A half-century after the Rev. Martin Luther King Jr.’s assassination, Kansas City is poised to belatedly but appropriately honor the civil rights activist.
Whether it was simply an oversight, the result of indifference or a sign of outright bigotry, the lack of a proper public marker here has gone unaddressed for far too long.
On Sunday, an advisory committee appointed by Mayor Sly James moved the city closer to correcting this wrong, voting to recommend two choices for consideration: naming the planned $1 billion airport for King or renaming 63rd Street for the late civil rights leader.
Neither option was part of the initial conversation about how to honor King, but committee members came to this process with open minds and sought input from a broad swath of Kansas City. To his credit, the mayor’s decision to task the group with studying this issue opened the discussion to the entire community.
The idea to rename Kansas City International Airport for King quickly gained traction, including among young people who were tapped by the advisory group for their input last week. Many residents embraced this proposal, viewing it as a bold idea and a way to send an important message by paying tribute to King at the city’s front door.
While the KCI option emerged as the committee’s top choice Sunday, renaming 63rd Street also had strong support among those who want to select a route cutting east to west to show respect for King’s vision of harmony among people of different races and economic levels. A number of streets, including Linwood Boulevard and 12th Street, also were discussed as possibilities.
A group of African-American ministers and political leaders jump-started this conversation back in March with a call to recast The Paseo as Martin Luther King Jr. Boulevard. The clergy, many of them members of the local chapter of the Southern Christian Leadership Conference (a group King helped found), studied the issue for months before settling on The Paseo.
The ministers did not want to repeat the mistakes made in other cities, where so many of the streets named for King are situated in blighted and racially isolated neighborhoods. Rather, they sought to build upon the historic ties The Paseo has to the black community with the aim of spurring additional economic development.
Their idea had merit and support from the advisory group. While it didn’t make the committee’s final cut, the dedication and passion of these political and religious leaders moved Kansas City forward to this moment.
A wide range of voices are reflected in the two recommendations. Suggestions were heard and carefully considered during four public hearings, and comments were solicited online.
In the end, the committee made a strong statement with its embrace of a creative idea that goes beyond changing out a few street signs.

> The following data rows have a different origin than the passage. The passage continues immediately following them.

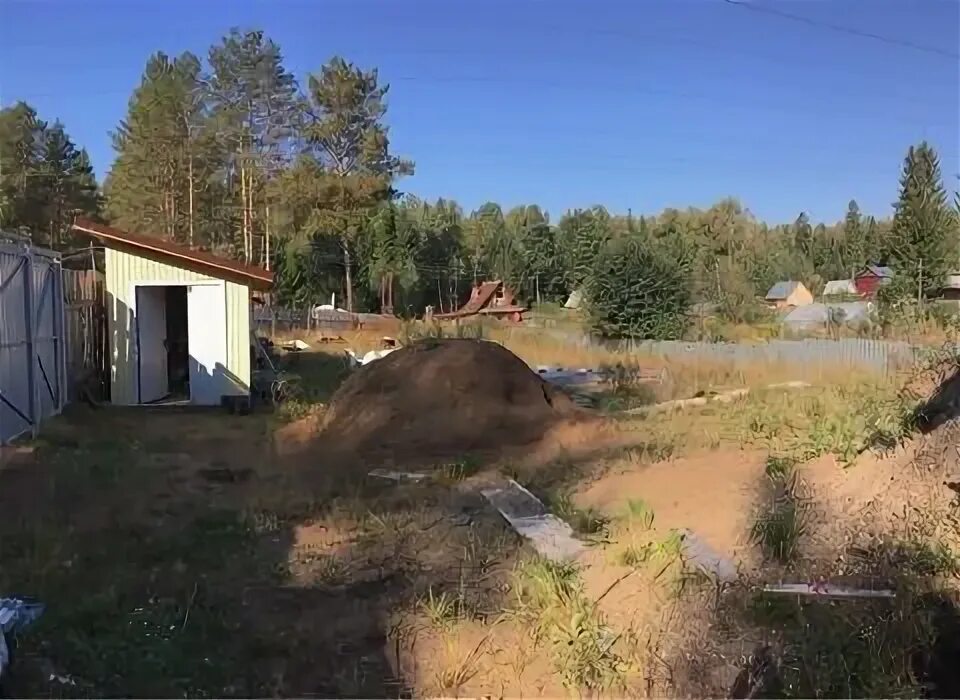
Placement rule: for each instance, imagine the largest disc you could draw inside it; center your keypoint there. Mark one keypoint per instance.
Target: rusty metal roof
(200, 261)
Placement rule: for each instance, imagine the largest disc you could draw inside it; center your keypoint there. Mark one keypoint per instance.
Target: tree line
(234, 155)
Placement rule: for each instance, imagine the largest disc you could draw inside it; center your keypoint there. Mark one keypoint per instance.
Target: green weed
(779, 527)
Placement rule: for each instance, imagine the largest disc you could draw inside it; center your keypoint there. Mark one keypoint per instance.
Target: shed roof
(820, 313)
(199, 261)
(782, 290)
(839, 287)
(881, 271)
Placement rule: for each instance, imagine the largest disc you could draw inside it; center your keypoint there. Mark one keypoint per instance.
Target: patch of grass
(584, 521)
(459, 470)
(640, 513)
(781, 524)
(583, 646)
(443, 610)
(457, 670)
(541, 584)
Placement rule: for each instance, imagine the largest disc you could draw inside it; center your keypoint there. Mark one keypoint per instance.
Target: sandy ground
(713, 494)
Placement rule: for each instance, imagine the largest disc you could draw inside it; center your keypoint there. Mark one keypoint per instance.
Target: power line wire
(894, 41)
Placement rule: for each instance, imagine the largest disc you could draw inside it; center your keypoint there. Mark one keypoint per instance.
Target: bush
(635, 291)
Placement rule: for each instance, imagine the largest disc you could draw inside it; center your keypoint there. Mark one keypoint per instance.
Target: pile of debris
(443, 398)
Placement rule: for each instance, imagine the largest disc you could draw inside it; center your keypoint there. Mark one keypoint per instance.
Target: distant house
(819, 315)
(871, 278)
(788, 294)
(574, 300)
(488, 299)
(839, 288)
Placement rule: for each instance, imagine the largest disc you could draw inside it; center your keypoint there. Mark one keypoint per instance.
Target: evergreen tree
(345, 130)
(583, 233)
(254, 107)
(855, 238)
(66, 184)
(45, 180)
(163, 157)
(637, 291)
(924, 240)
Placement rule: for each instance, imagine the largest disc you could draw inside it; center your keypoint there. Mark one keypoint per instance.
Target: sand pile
(443, 398)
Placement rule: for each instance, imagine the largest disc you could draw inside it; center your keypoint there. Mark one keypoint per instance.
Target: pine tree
(254, 108)
(346, 132)
(153, 185)
(924, 240)
(44, 179)
(67, 185)
(637, 291)
(854, 239)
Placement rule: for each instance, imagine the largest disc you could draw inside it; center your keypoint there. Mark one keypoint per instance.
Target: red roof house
(870, 279)
(488, 299)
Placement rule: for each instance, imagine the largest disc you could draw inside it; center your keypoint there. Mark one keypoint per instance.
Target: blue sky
(636, 104)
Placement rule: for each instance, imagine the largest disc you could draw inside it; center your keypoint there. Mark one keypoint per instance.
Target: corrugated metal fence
(878, 355)
(32, 357)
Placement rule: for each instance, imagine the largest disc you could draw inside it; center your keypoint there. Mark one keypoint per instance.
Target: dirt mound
(443, 398)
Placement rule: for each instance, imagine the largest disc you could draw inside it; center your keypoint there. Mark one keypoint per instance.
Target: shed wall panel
(123, 271)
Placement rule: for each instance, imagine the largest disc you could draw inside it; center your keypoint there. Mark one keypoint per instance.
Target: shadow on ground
(189, 552)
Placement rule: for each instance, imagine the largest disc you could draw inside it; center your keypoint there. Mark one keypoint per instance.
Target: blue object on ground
(15, 614)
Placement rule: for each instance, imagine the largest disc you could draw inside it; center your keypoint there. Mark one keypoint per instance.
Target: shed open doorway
(181, 343)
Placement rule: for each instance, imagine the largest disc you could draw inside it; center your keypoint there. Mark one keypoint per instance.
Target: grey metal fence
(878, 355)
(32, 348)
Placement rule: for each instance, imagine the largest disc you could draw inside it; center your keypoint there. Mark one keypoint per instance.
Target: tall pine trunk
(348, 271)
(190, 196)
(266, 237)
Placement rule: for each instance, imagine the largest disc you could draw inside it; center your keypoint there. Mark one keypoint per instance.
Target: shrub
(636, 291)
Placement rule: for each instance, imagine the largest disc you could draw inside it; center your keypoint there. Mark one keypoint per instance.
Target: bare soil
(443, 398)
(713, 494)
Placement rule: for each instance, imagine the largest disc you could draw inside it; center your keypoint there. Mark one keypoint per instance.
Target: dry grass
(685, 377)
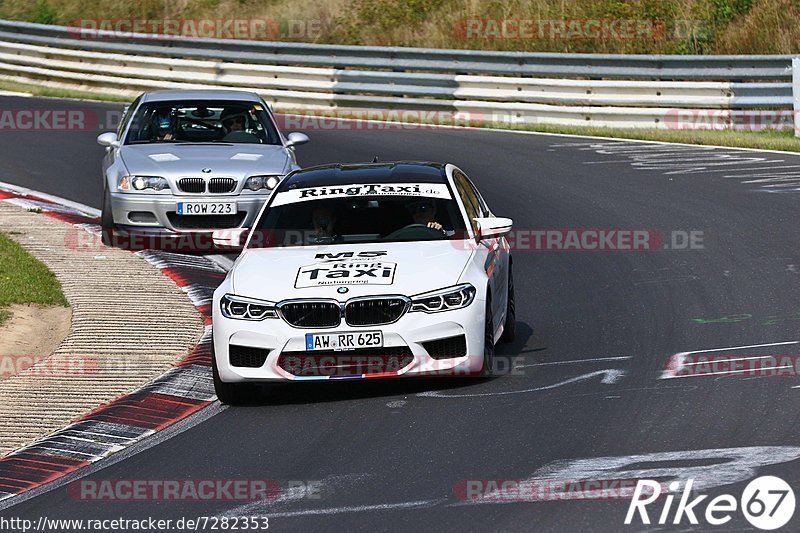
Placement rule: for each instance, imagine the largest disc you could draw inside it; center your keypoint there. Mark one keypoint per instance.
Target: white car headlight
(243, 308)
(444, 299)
(140, 183)
(256, 183)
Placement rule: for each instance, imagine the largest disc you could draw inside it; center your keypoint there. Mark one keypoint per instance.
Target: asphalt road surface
(592, 394)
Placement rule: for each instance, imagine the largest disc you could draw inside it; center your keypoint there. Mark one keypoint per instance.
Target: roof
(210, 94)
(357, 173)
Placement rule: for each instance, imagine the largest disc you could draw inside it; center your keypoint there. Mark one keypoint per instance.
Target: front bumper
(410, 331)
(128, 210)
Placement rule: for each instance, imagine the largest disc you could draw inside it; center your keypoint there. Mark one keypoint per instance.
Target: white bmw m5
(365, 271)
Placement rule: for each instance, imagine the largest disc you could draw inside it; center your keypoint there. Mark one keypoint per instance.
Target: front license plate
(206, 208)
(343, 341)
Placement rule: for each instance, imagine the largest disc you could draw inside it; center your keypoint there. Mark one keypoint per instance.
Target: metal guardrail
(601, 90)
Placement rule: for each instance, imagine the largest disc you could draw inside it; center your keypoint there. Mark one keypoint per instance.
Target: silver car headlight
(444, 299)
(257, 183)
(140, 183)
(243, 308)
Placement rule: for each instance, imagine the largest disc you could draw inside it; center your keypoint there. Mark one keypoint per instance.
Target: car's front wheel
(488, 341)
(231, 393)
(510, 325)
(107, 226)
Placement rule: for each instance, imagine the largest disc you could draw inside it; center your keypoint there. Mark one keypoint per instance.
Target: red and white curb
(114, 426)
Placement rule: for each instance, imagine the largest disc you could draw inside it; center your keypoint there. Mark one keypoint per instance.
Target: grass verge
(25, 280)
(53, 92)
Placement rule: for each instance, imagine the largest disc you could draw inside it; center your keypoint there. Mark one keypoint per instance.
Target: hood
(176, 160)
(406, 268)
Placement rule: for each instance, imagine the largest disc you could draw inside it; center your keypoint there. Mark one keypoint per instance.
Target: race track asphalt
(596, 329)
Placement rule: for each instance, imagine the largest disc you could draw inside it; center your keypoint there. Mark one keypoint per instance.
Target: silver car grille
(374, 311)
(192, 185)
(214, 186)
(221, 185)
(367, 311)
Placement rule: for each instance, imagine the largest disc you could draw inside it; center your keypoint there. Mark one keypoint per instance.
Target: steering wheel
(203, 124)
(413, 231)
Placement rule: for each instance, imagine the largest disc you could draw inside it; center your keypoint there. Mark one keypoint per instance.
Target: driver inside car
(164, 125)
(323, 220)
(423, 212)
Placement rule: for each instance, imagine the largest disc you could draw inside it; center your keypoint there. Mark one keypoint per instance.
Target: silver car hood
(407, 268)
(175, 159)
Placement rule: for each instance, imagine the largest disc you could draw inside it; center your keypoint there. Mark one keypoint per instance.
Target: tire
(231, 393)
(488, 341)
(510, 325)
(107, 220)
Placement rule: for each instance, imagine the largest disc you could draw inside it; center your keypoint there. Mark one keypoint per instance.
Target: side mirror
(108, 139)
(493, 227)
(296, 138)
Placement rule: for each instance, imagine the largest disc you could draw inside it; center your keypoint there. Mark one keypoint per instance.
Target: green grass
(675, 26)
(783, 140)
(52, 92)
(25, 280)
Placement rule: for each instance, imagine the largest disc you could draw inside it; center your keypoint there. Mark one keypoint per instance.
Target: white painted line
(610, 376)
(564, 135)
(91, 211)
(360, 508)
(576, 361)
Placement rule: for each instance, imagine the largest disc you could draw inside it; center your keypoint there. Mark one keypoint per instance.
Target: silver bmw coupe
(192, 162)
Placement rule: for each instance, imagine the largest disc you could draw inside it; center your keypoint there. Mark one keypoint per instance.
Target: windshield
(363, 213)
(202, 121)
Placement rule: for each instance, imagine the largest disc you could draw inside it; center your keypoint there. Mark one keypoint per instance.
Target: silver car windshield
(202, 121)
(364, 219)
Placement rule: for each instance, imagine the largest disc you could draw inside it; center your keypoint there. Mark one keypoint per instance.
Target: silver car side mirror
(108, 139)
(296, 138)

But the proposal to rename the new airport for King comes with some complications and potential roadblocks. King family members will need to be a part of the discussion, and their support for this proposal is essential.
And as negotiations about how to meet minority participation goals for the construction of a new terminal continue, it remains to be seen if the airport project will actually be an example of economic inclusion. The minority participation goals for airport construction must be ambitious, and those questions must be resolved quickly.
Whichever choice becomes a reality — renaming our airport, rededicating a street or possibly both — Kansas City is finally doing the right thing by making a commitment to pay tribute to the Rev. Martin Luther King Jr.